Plaintiff Stephen Thaler owns a computer system he calls the “Creativity Machine,” which he claims generated a piece of visual art of its own accord. He sought to register the work for a copyright, listing the computer system as the author and explaining that the copyright should transfer to him as the owner of the machine.
The claim was rejected on account of you can only claim copyright if you are human and an AI does not count as a human - so no AI can claim copyright over a works.
The Copyright Office denied the application on the grounds that the work lacked human authorship,
And he explicitly stated he gave no real input into the work.
Plaintiff requested reconsideration of his application, confirming that the work “was autonomously generated by an AI” and “lack[ed] traditional human authorship,”
But that does not mean AI generated work is uncopyrightable like the title claims - only that enough human input needs to be present to be able to claim copyright over any works. We have yet to decide on how much input is required for someone to claim copyright over an AI generated image, which the case clearly states:
Undoubtedly, we are approaching new frontiers in copyright as artists put AI in their toolbox to be used in the generation of new visual and other artistic works. The increased attenuation of human creativity from the actual generation of the final work will prompt challenging questions regarding how much human input is necessary to qualify the user of an AI system as an “author” of a generated work
So AI generated work is not uncopyrightable by the own conclusion of this case. Making the title of this article a complete lie. More cases will likely be done to draw the line as to what really counts as enough human input - this case was not one that does that. Only confirms that non-humans cannot claim copyright over an image. And that you need enough human input for a work to be copyrightable.
How does this work for using ai generated art as part of larger projects e.g. games development? Is the game still copy rightable? Are parts of it protected but others not?
The ai generated portion does not have copy right protection. This also applies within an image. So for instance in an ai generated building image with a human created character in front. People couldn’t copy the character but could use the background.
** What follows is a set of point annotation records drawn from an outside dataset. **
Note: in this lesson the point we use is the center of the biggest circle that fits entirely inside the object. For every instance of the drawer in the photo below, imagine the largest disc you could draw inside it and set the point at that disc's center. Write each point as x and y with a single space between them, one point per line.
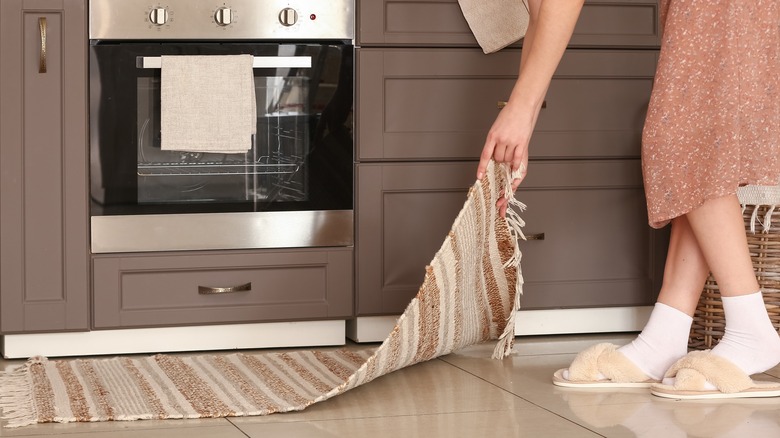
144 290
597 248
606 23
438 104
589 242
404 212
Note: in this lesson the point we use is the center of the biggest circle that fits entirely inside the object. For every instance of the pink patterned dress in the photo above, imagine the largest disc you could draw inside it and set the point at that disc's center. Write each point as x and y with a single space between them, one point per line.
714 118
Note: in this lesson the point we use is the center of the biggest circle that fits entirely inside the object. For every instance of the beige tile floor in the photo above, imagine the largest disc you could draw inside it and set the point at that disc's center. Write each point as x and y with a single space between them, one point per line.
470 395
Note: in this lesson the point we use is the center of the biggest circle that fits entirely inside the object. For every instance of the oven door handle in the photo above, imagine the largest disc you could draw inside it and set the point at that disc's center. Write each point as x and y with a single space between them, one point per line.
259 62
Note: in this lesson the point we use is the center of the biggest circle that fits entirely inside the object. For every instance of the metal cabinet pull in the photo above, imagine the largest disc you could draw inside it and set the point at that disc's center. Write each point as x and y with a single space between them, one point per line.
42 28
205 290
502 103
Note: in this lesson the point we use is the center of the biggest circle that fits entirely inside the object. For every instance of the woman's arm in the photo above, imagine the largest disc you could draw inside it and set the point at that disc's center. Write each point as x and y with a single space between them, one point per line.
550 27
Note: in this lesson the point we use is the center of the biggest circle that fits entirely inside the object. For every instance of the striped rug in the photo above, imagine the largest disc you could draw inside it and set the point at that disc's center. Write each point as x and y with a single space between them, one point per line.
469 295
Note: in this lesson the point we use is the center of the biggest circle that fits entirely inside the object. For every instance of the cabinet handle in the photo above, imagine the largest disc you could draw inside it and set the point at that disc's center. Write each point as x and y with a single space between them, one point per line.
205 290
503 103
535 236
42 28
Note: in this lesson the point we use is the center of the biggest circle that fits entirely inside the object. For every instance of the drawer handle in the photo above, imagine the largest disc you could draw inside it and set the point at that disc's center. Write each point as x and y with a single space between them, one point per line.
42 28
205 290
503 103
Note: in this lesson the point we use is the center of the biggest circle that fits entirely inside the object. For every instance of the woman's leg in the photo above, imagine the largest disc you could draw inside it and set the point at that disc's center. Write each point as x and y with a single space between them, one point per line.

How will the copyright office know what’s ai generated and what’s not
They’ll have to find the tools that will help them detect AI works. However, the current standard they’ve set is that once they learn its AI generated the work is no longer protected under copyright law.
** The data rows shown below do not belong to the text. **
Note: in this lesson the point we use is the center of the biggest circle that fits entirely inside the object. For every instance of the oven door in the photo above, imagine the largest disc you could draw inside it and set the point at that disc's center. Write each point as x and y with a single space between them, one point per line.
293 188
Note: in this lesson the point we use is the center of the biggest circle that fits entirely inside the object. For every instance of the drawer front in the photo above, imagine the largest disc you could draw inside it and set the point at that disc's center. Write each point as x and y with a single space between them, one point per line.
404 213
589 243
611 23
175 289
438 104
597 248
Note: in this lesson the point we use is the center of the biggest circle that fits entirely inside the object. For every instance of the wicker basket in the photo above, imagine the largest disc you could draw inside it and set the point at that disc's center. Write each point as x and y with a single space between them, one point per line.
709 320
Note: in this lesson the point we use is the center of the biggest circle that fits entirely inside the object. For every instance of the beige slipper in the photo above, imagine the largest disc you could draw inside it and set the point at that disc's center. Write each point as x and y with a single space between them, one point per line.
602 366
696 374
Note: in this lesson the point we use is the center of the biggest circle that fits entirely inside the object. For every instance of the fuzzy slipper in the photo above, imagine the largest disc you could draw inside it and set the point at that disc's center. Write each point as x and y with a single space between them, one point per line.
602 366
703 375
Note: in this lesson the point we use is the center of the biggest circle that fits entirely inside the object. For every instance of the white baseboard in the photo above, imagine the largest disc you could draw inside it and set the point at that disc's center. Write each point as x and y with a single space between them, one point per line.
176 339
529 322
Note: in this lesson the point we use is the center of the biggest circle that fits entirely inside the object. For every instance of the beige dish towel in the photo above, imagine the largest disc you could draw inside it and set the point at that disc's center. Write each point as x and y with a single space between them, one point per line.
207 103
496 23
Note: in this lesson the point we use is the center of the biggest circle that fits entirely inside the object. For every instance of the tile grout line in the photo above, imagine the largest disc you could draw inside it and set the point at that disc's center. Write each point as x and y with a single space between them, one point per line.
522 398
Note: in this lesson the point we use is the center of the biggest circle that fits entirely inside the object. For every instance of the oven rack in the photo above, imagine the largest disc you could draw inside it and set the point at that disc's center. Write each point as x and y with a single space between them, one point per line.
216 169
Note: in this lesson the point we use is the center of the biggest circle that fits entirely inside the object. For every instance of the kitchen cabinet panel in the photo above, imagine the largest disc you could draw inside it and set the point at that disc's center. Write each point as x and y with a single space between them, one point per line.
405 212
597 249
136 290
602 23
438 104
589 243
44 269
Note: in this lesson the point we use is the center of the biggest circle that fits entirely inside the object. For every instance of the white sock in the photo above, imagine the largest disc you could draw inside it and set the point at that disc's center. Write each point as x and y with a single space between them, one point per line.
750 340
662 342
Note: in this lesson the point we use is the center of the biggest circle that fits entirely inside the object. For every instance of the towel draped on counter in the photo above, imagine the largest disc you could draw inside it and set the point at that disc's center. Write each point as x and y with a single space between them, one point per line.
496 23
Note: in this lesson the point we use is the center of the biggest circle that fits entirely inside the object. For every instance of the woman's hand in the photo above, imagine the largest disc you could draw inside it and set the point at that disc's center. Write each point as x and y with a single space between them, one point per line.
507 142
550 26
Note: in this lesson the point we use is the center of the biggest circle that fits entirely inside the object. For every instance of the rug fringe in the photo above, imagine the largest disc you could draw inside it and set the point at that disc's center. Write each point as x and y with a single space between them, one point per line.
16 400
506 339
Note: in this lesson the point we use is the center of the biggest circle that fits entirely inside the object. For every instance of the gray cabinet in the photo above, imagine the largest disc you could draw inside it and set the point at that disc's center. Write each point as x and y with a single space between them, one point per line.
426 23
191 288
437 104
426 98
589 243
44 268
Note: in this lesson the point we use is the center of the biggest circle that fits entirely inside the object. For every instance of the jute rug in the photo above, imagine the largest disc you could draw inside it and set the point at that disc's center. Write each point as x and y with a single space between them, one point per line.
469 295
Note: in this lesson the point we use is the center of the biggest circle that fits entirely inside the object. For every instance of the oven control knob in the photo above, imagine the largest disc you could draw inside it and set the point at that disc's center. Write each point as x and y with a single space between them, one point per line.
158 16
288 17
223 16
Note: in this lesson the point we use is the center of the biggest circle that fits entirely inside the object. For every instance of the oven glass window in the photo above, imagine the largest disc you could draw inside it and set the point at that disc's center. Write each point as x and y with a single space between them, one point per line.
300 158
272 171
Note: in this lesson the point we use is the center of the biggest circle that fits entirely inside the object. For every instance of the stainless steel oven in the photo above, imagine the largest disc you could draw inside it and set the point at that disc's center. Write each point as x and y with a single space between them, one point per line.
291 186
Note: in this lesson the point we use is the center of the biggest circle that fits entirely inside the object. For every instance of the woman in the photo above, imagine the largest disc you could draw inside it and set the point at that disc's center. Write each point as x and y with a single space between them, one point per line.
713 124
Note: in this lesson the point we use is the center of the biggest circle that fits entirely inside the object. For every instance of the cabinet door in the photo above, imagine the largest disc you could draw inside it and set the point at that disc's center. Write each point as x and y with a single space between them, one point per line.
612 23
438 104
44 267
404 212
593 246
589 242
AI generated portions of things would have copyright per the article. Only wholly-AI-created content is non-copyrightable per this ruling.
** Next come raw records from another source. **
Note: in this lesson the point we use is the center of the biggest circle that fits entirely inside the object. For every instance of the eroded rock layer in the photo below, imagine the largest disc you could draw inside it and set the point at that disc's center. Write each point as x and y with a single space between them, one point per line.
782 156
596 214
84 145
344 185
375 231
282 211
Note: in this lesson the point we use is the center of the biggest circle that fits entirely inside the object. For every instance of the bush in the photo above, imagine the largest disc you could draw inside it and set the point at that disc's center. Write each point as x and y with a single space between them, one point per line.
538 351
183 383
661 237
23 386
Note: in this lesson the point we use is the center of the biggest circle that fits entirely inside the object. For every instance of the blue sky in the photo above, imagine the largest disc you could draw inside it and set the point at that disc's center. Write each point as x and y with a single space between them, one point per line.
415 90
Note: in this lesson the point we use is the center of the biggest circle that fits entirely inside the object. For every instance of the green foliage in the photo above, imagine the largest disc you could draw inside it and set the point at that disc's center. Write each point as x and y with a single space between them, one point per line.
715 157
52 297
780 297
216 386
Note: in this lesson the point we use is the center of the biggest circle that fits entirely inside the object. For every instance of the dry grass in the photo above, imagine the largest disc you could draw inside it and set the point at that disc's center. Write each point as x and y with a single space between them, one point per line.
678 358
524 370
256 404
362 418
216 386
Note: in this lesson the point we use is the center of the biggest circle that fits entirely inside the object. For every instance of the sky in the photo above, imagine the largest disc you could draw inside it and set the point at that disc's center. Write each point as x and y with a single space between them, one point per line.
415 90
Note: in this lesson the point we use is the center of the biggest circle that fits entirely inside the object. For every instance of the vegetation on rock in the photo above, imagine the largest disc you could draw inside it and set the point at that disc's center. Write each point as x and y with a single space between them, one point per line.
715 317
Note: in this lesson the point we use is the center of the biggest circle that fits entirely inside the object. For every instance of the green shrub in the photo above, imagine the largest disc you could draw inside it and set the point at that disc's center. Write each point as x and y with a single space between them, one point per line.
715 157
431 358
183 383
The title is a lie if you actually read the case. AI work can be copyrighted if there is enough human input into the work. This case was just about trying to get the AI to claim copyright (which it cannot do as it is not human) and transferring that right to the owner of the AI.
As for cases where the AI work is not under copyright then I believe it would be consider public domain? And thus we already have rules for how that works can be used as part of a greater works.
Well this is going to the Supreme Court I guess.
Beryl Howell was #2 behind Chutkan in the “take no shit about J6” sweepstakes, so I have a soft spot for her.
I largely agree with her decision, but I feel like it’s kind of screwing over all the actual human artists whose work was stolen and incorporated into their models without permission or payment.
I hope somebody whose art was released under the GPL can prove it was used in Stable Diffusion or ChatGPT and sues the fuck out of them.